La lourde défaite de la gauche au pouvoir en France lors d'un scrutin local ce weekend est un signal d'alarme pour le président socialiste François Hollande, menacé d'une humiliante élimination face à la droite et l'extrême droite en 2017 s'il échoue à ressouder son camp.

À droite, l'ancien président Nicolas Sarkozy a clamé victoire mais nombre d'observateurs attribuent les gains de l'UMP, son parti, davantage à un rejet de l'exécutif actuel qu'à un soutien à l'opposition conservatrice.

En perdant près de la moitié des 61 départements sur 101 qu'il contrôlait avec ses alliés, le Parti socialiste (PS) du chef de l'État a essuyé dimanche un quatrième revers en un an, après les élections municipales, les européennes et les sénatoriales de 2014.

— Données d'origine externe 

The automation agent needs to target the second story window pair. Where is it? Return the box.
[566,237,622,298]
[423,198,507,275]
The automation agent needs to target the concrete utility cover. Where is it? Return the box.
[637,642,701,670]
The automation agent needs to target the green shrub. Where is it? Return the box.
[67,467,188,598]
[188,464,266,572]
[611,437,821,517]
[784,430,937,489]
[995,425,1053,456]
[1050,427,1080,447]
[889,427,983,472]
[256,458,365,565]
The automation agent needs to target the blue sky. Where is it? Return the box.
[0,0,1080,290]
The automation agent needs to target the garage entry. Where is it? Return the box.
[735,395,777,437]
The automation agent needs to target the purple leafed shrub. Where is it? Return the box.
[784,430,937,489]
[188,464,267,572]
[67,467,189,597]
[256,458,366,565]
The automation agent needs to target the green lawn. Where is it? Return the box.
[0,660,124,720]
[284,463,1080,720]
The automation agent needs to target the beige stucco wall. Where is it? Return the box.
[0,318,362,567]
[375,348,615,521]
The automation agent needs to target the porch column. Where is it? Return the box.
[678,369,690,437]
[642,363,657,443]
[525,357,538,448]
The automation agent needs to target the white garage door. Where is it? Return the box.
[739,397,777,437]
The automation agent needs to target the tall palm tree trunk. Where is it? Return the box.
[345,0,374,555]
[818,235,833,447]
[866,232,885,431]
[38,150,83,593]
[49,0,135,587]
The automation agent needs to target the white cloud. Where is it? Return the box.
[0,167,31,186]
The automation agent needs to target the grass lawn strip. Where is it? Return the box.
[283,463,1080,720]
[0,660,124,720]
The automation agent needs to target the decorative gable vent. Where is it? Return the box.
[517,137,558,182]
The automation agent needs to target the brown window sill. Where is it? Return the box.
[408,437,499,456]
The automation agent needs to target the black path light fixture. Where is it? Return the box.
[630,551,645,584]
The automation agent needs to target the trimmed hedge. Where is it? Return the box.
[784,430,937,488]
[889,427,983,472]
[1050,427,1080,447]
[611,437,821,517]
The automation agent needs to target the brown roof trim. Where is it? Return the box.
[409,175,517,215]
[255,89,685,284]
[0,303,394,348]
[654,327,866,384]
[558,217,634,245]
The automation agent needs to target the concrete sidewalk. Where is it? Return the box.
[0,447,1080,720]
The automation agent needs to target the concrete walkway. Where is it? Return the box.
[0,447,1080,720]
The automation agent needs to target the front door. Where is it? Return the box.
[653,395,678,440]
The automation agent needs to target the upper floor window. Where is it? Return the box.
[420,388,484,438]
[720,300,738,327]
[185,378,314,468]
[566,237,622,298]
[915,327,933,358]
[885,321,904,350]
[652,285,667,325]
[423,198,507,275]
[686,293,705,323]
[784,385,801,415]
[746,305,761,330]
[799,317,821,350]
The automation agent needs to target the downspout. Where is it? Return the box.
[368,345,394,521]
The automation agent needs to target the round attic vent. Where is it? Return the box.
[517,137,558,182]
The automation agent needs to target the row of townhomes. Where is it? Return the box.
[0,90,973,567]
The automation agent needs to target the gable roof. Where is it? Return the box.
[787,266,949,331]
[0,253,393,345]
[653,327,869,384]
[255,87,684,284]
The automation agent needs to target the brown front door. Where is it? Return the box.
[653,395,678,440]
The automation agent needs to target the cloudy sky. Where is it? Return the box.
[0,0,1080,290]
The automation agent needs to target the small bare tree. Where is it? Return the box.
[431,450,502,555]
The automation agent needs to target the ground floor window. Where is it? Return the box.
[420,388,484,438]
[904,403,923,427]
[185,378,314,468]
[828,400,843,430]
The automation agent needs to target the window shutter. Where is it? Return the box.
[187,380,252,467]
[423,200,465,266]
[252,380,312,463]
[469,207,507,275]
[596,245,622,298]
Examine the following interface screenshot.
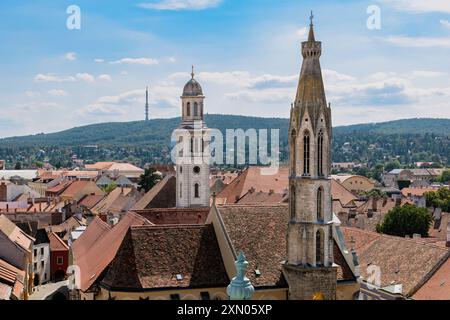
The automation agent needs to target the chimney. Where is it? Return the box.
[0,181,8,202]
[372,197,378,212]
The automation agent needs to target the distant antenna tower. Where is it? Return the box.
[145,87,148,121]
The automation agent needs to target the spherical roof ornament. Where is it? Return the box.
[183,66,203,97]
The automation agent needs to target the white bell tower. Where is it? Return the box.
[175,67,210,208]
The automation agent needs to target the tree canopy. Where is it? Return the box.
[138,168,161,192]
[376,204,433,237]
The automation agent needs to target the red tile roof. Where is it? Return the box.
[48,231,69,251]
[413,258,450,300]
[341,227,450,296]
[79,194,105,209]
[217,167,289,204]
[45,180,74,194]
[102,225,230,290]
[133,208,210,225]
[218,204,354,287]
[74,212,150,291]
[72,217,111,260]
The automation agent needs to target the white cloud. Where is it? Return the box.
[139,0,222,10]
[34,73,76,82]
[439,20,450,29]
[110,58,159,66]
[47,89,67,97]
[25,91,41,98]
[98,74,112,81]
[75,73,95,82]
[64,52,77,61]
[380,0,450,13]
[381,36,450,48]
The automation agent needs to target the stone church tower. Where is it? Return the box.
[283,14,337,300]
[175,67,210,208]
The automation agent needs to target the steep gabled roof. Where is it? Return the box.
[74,212,150,291]
[218,204,355,287]
[48,231,69,251]
[102,225,230,291]
[341,227,450,296]
[131,174,176,210]
[72,217,111,260]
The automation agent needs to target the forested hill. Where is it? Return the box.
[0,115,450,170]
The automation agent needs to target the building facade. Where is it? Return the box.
[175,68,210,208]
[283,16,337,300]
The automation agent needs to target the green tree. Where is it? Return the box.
[138,168,161,192]
[384,160,401,172]
[425,187,450,212]
[376,204,433,237]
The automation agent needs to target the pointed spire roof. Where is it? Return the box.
[294,11,331,130]
[227,251,255,300]
[308,11,316,42]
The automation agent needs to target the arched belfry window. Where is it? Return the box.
[290,130,297,176]
[317,187,323,221]
[194,183,200,198]
[303,130,311,176]
[316,230,325,266]
[186,102,191,117]
[317,130,323,176]
[289,185,297,220]
[194,102,198,117]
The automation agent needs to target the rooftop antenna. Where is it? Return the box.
[145,86,148,121]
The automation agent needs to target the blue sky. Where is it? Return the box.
[0,0,450,137]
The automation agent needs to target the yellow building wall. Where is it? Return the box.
[336,281,361,300]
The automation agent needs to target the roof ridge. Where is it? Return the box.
[130,224,205,230]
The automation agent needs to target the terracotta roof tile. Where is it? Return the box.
[134,208,210,225]
[79,194,105,209]
[218,204,353,287]
[72,217,111,260]
[74,212,150,291]
[0,215,35,251]
[413,258,450,300]
[103,225,230,289]
[48,231,69,251]
[341,227,450,295]
[132,174,176,210]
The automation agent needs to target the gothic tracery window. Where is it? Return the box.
[316,230,325,266]
[194,102,198,117]
[194,183,200,198]
[317,187,323,221]
[303,130,311,176]
[186,102,191,117]
[291,130,297,176]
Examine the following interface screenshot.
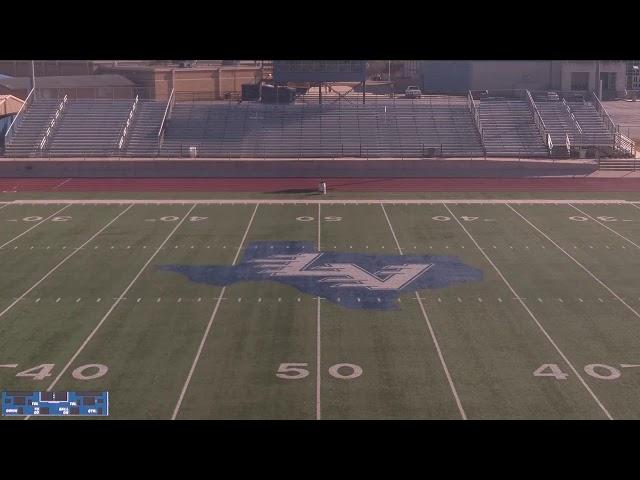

Cette «gifle», comme le titrait lundi le quotidien Le Parisien, est la plus sévère récoltée par la gauche lors d'un scrutin départemental depuis près d'un quart de siècle, en 1992.

«Sans victoire, même partielle, sur le front du chômage, la gauche sera inéluctablement chassée du pouvoir» en 2017, résumait Libération (gauche), pour qui l'exécutif doit aussi se «réconcilier» avec son électorat.

L'échec est d'autant plus rude pour M. Hollande que son fief de Corrèze (sud-ouest) et l'Essonne, celui du premier ministre Manuel Valls près de Paris, font partie des 28 départements conquis par l'opposition.

«C'est clairement une nouvelle édition du vote sanction [...] Sa situation devient très compliquée à deux ans de l'élection présidentielle», estime le politologue Frédéric Dabi, de l'institut de sondages Ifop.

Avant-dernier test pour 2017, en attendant des élections régionales fin 2015, les départementales ont relégué, en voix, le PS au troisième rang derrière le parti UMP de M. Sarkozy et le Front national (FN) de la dirigeante d'extrême droite Marine Le Pen.

Le FN a échoué à remporter le moindre département mais sa progression n'en demeure pas moins historique, avec 25,1 % des voix au premier tour et 62 élus au second, contre un seul sortant.

En à peine plus de deux mois, le regain de popularité enregistré par le tandem exécutif pour sa gestion des attentats jihadistes de Paris début janvier, a fondu comme neige au soleil.

«Cap maintenu»

«S'il n'y a pas de sursaut, ce [dimanche] n'aura été qu'une répétition générale de ce qui va nous arriver en 2017», s'alarme Jérôme Guedj, l'un des chefs de file des «frondeurs» du PS opposés à la ligne social-libérale de Manuel Valls.

«On ne peut pas continuer d'aller dans le mur en klaxonnant», a renchéri l'ancienne ministre Aurélie Filipetti, évincée du gouvernement l'an dernier pour avoir affiché les mêmes réticences.

Manuel Valls a reconnu le lourd tribut payé aux départementales d'une gauche (socialistes, écologistes, communistes) «trop dispersée», et assuré avoir entendu la «colère» des Français, dont une moitié a boudé les urnes.

Un responsable du PS, Jean-Christophe Cambadélis, a annoncé lundi soir que «le dialogue était renoué» entre sa formation et les écologistes, Éurope Écologie-les Verts» (EELV).

«Des pistes ont été dégagées pour faire en sorte que l'unité se construise», a-t-il ajouté.

M. Valls a annulé un déplacement prévu pour un conseil des ministres franco-allemand mardi à Berlin, afin de tenter de resserrer les rangs en rencontrant les députés socialistes à Paris. Pour autant, le premier ministre, en fonctions depuis juste un an, a exclu de dévier de sa politique de réformes.

«Le cap sera maintenu», assure également l'entourage de François Hollande. Le président pourrait remanier prochainement son gouvernement pour y faire revenir les écologistes, mais n'entend pas se séparer de M. Valls.

Au lendemain de sa large victoire, l'UMP se gardait lundi de l'euphorie affichée la veille par Nicolas Sarkozy, pour qui «l'alternance est en marche, rien ne l'arrêtera». «Ça ne veut pas dire qu'on gagnera les régionales ou qu'on gagnera la présidentielle», explique Gérald Darmanin, un proche de l'ex-chef de l'État.

Après un retour difficile à la tête de son parti en novembre, le succès de dimanche a conforté les espoirs de M. Sarkozy d'une revanche en 2017 sur François Hollande, qui l'avait battu en 2012.

Mais l'avenir du patron de l'UMP reste tributaire de l'évolution des affaires judiciaires dans lesquelles son nom est cité. Dans sa quête d'une réélection, il devra aussi vaincre son rival déclaré pour la primaire du parti, l'ancien Premier ministre Alain Juppé.